Willie Dixon, the great blues singer, laid out in specific form one of the general problems that people face in decision making when he sang “I’m built for comfort, I’m not built for speed.” (Howlin’ Wolf did versions to which I’m partial.) The general principle is that sometimes there are multiple desirable characteristics that compete against each other. In automotive design, one common trade-off is the choice between comfort and speed: higher speeds want lower weight vehicles with stiffer suspensions, which means a bumpy ride, while greater comfort wants a softer suspension and greater weight, for a smoother ride.
One could say that a designer could seek both—indeed, it’s possible to seek both comfort and speed, but generally at some other cost (for example, more care in the design process, and more expensive components): a Porsche may not be any faster than a top-of-the-line Nissan, but it will cost more.
Real-world decisions involve many different considerations—different dimensions on which something can be evaluated. The Howling Wolf example explicitly invokes two dimensions, but most decisions involve far more than two dimensions. One difficulty in evaluation processes is in balancing different evaluative dimensions.
Consider, for example, the evaluation of an athlete in a team sport. Strength, size, speed, quickness/reaction time, agility, and balance all matter. So do intelligence, confidence, judgment, and ability to work with others. A professional team that considers adding a player to its roster must consider all of these, as well as considering the player’s future prospects, and the cost of signing that player. Do you get the greatest talent, at possible cost to team chemistry, or do you get less talent to support chemistry? In baseball, two of the greatest second basemen of all time exemplify this question: Rogers Hornsby and Eddie Collins were near contemporaries. There is little debate that Hornsby was the better hitter, but his teams didn’t do particularly well, and often traded him away. Collins, on the other hand, played a key role on multiple championship teams. Who was greater? There isn’t a clear answer.
One trade-off that is central to writers is the trade-off between time and quality, about which I’ve written before. You can choose to spend more time on a project in order to improve its quality, but that additional time spent on the project is time that cannot be spent on other projects. For researchers, this is essentially a never-ending conflict: research never answers every question—indeed, every answer will lead to new questions (Jorge Luis Borges lays out this problem in his essay “Avatars of the Tortoise”).
Perfectionism inevitably runs up against this reality. There is no “right” answer to these questions. There are only decisions that one must make.

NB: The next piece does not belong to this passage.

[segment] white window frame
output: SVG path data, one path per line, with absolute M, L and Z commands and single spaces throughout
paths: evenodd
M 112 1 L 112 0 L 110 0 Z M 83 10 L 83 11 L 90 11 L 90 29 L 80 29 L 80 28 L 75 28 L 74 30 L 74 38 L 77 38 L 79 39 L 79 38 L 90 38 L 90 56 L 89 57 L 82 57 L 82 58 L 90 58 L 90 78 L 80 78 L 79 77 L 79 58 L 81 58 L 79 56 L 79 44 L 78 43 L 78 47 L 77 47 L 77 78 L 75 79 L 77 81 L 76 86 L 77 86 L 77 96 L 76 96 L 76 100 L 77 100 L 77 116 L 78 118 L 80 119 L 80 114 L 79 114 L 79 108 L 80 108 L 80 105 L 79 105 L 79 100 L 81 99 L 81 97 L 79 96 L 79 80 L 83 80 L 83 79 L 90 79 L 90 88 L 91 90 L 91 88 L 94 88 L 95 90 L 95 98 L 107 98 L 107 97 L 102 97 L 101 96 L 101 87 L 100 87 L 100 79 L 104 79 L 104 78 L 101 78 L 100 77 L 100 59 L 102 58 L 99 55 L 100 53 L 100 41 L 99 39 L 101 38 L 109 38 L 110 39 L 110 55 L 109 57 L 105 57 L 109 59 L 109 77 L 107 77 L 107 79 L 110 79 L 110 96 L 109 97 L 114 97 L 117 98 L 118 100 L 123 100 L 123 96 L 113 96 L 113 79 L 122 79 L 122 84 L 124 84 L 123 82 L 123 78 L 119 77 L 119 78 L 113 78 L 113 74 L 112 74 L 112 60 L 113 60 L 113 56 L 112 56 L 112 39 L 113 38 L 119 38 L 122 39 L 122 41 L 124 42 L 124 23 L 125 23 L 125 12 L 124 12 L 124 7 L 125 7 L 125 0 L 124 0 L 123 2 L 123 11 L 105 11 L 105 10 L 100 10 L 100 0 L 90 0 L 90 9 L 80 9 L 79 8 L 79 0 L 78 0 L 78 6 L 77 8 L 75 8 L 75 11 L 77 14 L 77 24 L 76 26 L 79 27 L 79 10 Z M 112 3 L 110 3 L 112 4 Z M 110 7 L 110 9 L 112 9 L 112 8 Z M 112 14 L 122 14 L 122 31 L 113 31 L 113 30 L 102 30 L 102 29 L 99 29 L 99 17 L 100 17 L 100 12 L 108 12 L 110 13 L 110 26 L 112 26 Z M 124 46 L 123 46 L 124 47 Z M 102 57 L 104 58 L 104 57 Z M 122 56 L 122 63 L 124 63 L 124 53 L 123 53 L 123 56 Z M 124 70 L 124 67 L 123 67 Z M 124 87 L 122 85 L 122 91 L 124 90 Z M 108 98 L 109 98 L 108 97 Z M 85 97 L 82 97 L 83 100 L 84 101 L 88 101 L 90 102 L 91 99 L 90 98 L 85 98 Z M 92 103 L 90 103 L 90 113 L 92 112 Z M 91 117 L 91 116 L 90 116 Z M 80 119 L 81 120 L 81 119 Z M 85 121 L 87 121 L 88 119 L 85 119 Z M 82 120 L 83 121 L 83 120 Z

I suppose my suggestion for a perfectionist is to look beyond any single project to look at something bigger—something that encompasses any single project—a career, for example.
If you focus on one project and want to make that project perfect, that’s great. But what if making that project better means that you don’t spend time on another project?
Where do you focus perfectionist intentions? On individual projects, at possible cost to your career or to your life? Or do you focus your perfectionist intentions on your career, which might lead to making compromises on an individual project?
Again, there isn’t a clear answer, which is why this is such a thorny issue. You have to make a decision that serves you. When there are multiple dimensions on which to make an evaluation, and when there are trade-offs, choices become difficult and there is no really objective standard by which to judge. The choice is yours--don't think you've failed because you chose to make a compromise.